Das ist zunächst ganz furchtbar. Alles, was im performativen Anti-Bürgerlichkeitstheater immer schon Abscheu auslöste, wird hier ungeniert unlustig aufgefahren: abgedroschene Clowns- und Pantomimennummern, unverständliches Textgebrabbel, Tonverzerrungen, Geräuschattacken, schauspielerischer Impro-Unsinn. Das alles in Zirkusatmosphäre vor einem sich blähenden Vorhang aus Ballonseide.

Ja, wirklich: Kimmigs Schauspieler kommen anfangs im Clownskostüm daher, geben mit roten Nasen den dummen August und die doofe Trine, sagen rhythmisch "Ha" und "Hu ha" und "Au", popeln, blödeln und stieren Löcher in die Luft. Sie spielen nicht das Stück, sie spielen auf ihm herum. Goethes Text blitzt nur hin und wieder auf, wenn Susanne Wolffs Clavigo, aufgepolstert zu einer glitzernden Dame Edna mit Hochfrisur, ihren Künstlerkarriereanspruch ins Mikro bellt: "Hinauf! Mein Plan ist die ganze Welt." Sofort hallt und echot der Satz wie aus tiefstem Höllenschlund.

Ob sie diesen Zirkus am Anfang aus Provokation veranstalten - denn das Thema ist ja der Künstler in der Gesellschaft, der viele Rollen spielt und sich oft zum Narren macht -, ist fraglich.
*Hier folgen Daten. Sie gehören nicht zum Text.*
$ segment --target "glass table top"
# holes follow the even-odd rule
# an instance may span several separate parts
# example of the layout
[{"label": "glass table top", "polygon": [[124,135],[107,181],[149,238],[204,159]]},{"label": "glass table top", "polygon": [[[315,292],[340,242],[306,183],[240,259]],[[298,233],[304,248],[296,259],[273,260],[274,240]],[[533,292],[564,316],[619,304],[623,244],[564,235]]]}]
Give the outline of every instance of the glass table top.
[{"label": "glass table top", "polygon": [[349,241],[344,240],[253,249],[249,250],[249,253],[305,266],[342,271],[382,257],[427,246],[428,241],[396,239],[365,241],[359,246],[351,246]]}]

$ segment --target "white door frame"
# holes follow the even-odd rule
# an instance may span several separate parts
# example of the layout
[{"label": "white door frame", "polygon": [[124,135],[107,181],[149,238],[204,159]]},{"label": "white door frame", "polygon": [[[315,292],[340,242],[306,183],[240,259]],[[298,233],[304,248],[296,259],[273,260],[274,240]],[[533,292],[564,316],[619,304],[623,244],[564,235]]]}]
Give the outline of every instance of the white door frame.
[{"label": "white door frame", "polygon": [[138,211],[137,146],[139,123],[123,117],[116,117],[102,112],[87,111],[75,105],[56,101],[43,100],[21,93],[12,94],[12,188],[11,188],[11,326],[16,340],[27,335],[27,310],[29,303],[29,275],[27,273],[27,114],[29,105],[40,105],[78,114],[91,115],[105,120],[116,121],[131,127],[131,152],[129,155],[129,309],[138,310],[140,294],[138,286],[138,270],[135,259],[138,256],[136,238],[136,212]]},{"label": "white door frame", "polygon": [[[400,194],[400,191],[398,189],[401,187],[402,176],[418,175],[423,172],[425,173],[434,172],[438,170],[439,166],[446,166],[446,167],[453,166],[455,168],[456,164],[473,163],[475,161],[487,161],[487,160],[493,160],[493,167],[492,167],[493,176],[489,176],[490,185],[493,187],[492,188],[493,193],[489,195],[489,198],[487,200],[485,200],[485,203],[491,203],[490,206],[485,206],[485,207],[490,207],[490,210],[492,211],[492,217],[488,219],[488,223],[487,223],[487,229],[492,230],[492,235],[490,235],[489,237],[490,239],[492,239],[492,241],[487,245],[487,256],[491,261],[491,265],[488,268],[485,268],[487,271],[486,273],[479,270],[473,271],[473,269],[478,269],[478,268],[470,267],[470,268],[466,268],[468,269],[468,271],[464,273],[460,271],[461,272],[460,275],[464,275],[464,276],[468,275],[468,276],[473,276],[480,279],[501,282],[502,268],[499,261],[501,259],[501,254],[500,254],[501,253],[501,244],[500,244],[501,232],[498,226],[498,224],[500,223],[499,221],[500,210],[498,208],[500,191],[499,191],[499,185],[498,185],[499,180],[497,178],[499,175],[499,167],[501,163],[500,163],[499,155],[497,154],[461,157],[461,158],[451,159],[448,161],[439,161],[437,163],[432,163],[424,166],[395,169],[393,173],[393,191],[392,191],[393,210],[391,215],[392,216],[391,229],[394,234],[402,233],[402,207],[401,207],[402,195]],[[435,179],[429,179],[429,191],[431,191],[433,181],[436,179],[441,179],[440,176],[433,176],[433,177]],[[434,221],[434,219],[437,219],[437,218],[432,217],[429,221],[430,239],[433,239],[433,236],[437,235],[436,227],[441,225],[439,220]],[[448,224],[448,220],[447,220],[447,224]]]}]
Kann auch sein, dass sie wirklich denken, dass das lustig und im Sinne des Erfinders ist.

Clownsnummern und Gebrabbel: Sie spielen nicht das Stück. Sie spielen auf ihm herum

Denn Goethe, diese Referenz wird später durch eine Solo-Einlage der Schauspielerin Kathleen Morgeneyer im kessen Würstel-Röckchen nachgeliefert, hat 1775, ein Jahr nach dem Trauerspiel "Clavigo", an einem komplett konträren Stück gearbeitet, an der Farce "Hanswursts Hochzeit". Es handelt sich dabei um eine lustvoll sich im Trivialen suhlende, fäkalsprachlich delikate Hanswurstiade, die zeigt, das in dem gefeierten Jungautor beides angelegt war: der sprachspielerisch-derbe Provokateur genauso wie der Weimarer Klassiker. Leben und Kunst, Kunst und Karriere - darum im Weitesten und Krudesten kreist Kimmigs Inszenierung. Mit Rückbezügen auf den literarischen "Popstar" Goethe einerseits und Anklängen an moderne Stars aus der Pop- und Kunstwelt andererseits, von Jeff Koons über Madonna bis Amy Winehouse.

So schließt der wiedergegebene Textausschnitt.